Seven area residents recall the days of dinner dances, wartime rationing and memorable encounters with celebrity.
Sallie Toney, 94, Bethesda
When George and I moved here in the early ’50s, men wore hats on the street. My husband came here because he got a job with the weather bureau, where he made about $5,000 a year. We lived on Willard Avenue [in Friendship Heights] in a house across from the Woodies loading platform.
I rarely got into Bethesda or Potomac—no reason to. Around Wisconsin Circle there was a fabric shop, banks, a hairdresser, restaurants, a post office, a dress shop, a men’s store, a shoe store. A lot of that is now Saks and Barneys. I’d walk to everything.
The Giant had opened across from Hecht’s. I’d shopped at a country store in Massachusetts, so this was the first supermarket I’d seen. Streetcars left from where the buses are now, in front of the Giant.
I worked in the Woodies jewelry department for about nine months, through Christmas 1953. The manager wanted me to train to be a manager, but I was just doing it for a little extra money. My kids, who were 7 and 10, would come see me there after school. They’d walk down Willard Avenue, which had trees on both sides—now it’s all built up with apartments. The schools were not good in Montgomery County, so we put the kids in private schools until they were in junior high and high school at [Bethesda-Chevy Chase].
Woodies was fairly new when we arrived. It had clothing, shoes, jewelry, cosmetics, furs, a dry-cleaning deposit, a beauty parlor, purses, radios, TVs, socks, stockings, luggage, dishes. There were Christmas displays in the windows, and the whole second floor was decorated. It had a hardware department in the basement—paints, hammers, you could get a dustpan and brush, also fabrics and notions. I made 85 cents an hour, but got a 20-percent discount on merchandise. We workers would pick the good stuff and put it in a drawer till we could buy it.

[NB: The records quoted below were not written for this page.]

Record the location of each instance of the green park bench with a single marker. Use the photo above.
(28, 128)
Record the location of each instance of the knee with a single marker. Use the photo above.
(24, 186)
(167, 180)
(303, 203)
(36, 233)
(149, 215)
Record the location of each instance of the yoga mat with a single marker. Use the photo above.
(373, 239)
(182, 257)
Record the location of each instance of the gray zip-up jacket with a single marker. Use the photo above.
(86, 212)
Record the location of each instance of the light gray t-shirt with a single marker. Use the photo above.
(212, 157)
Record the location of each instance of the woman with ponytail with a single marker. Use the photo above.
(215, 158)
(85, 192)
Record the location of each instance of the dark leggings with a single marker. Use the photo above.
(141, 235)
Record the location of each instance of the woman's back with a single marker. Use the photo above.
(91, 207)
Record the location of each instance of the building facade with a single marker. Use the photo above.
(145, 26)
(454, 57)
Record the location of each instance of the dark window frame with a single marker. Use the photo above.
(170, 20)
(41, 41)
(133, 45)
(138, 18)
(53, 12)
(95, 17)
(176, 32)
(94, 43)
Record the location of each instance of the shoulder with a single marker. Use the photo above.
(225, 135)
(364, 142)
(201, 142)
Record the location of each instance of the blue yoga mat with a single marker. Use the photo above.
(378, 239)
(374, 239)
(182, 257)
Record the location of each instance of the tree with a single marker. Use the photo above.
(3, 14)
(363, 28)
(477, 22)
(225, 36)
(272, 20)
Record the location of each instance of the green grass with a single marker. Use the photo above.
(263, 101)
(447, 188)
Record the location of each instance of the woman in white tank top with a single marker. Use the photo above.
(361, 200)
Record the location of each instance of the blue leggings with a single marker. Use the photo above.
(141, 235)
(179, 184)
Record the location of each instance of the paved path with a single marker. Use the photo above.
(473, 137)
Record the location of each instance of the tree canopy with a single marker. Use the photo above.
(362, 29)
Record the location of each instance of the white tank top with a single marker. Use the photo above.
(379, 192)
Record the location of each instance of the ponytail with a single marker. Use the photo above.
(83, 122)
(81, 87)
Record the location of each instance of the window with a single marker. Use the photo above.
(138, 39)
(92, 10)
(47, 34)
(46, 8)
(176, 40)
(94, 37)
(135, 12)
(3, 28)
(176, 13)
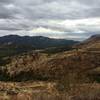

[In 1958, we moved to Bethesda.] In the 1960s, I was in an office [doing secretarial work and accounting for a company that did electronics work for the military] on River Road and made $100 a week, the most I’d ever made. Some people from this office moved to Vega Precision Laboratories in Vienna, Va. Interstate 495 had just opened across the river—there was hardly any traffic; you were practically alone on the road. George and I never had more than one car. We had a green Chevy from Chevy Chase Cars. Starting in the ’60s we had an Opel, a Datsun, two Toyotas and a Saab, but before that, people didn’t believe in foreign cars.